Michael Frey, B.A. '83, is supervisor of Sully District, the westernmost district of the county. Catherine Martin Hudgins, M.P.A. '94, is supervisor of Hunter Mill District, which is north of George Mason. Dana Kauffman, B.S. '79, M.P.A. '82, is supervisor of Lee District, which is southeast of the university. And Stuart Mendelsohn, J.D. '84, is supervisor of the Dranesville District, the northernmost district of the county. As supervisors, their job is to establish county government policy, pass resolutions and ordinances, approve the budget, set tax rates, approve land use plans, and make appointments.

Elected as supervisor for the first time in 1991, Michael Frey has been re-elected twice. He paid his own way through school, working during the day and going to school at night. In 1983, he was named one of the Outstanding Young Men in America.
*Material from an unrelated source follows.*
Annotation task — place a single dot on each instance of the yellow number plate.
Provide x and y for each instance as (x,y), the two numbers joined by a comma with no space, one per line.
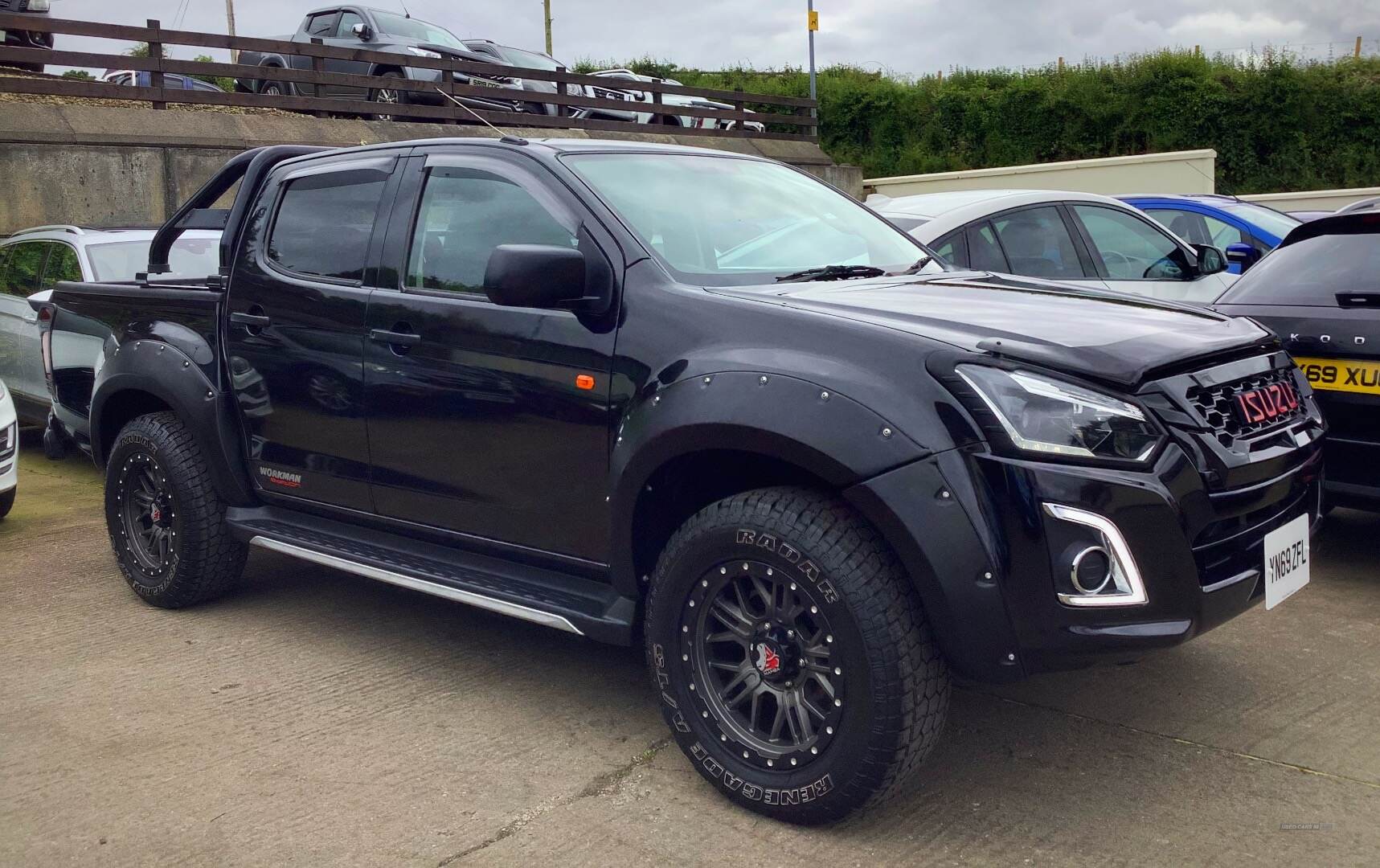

While Frey doesn't want to rule out the possibility of running for higher office later on, he loves working at the local level. Having worked on "The Hill" many years ago, he knows that changing things for the better at the national level is much more difficult. "You're closer to the big-time action, but from a personal standpoint, you don't do as much. You don't see the fruits of your labor." It's a lot easier to make a difference and to solve problems at the local level, he says. "If someone calls who is wanting a street light or a stop sign or is having problems with drainage next door, you can solve the problem." Although the job does provide the opportunity to work on some large projects, like planning highways and developments, the "bulk of the job is helping people through the process, and making government work for them and not against them," he says.
Cathy Hudgins

Frey moved several times during his college career and attended several universities before receiving his degree. He believes one of George Mason's greatest advantages is the quality of its faculty. Because he attended school in the evenings, he had many professors who were part time. They pursued their careers during the day and taught a course or two in their respective fields in the evenings. As a result of their real-world experience, "I didn't come out of college with some kind of idealistic, textbook-driven view of the world," Frey says. "You can argue that some campuses are not necessarily the real world. But Mason is. It's a part of the community."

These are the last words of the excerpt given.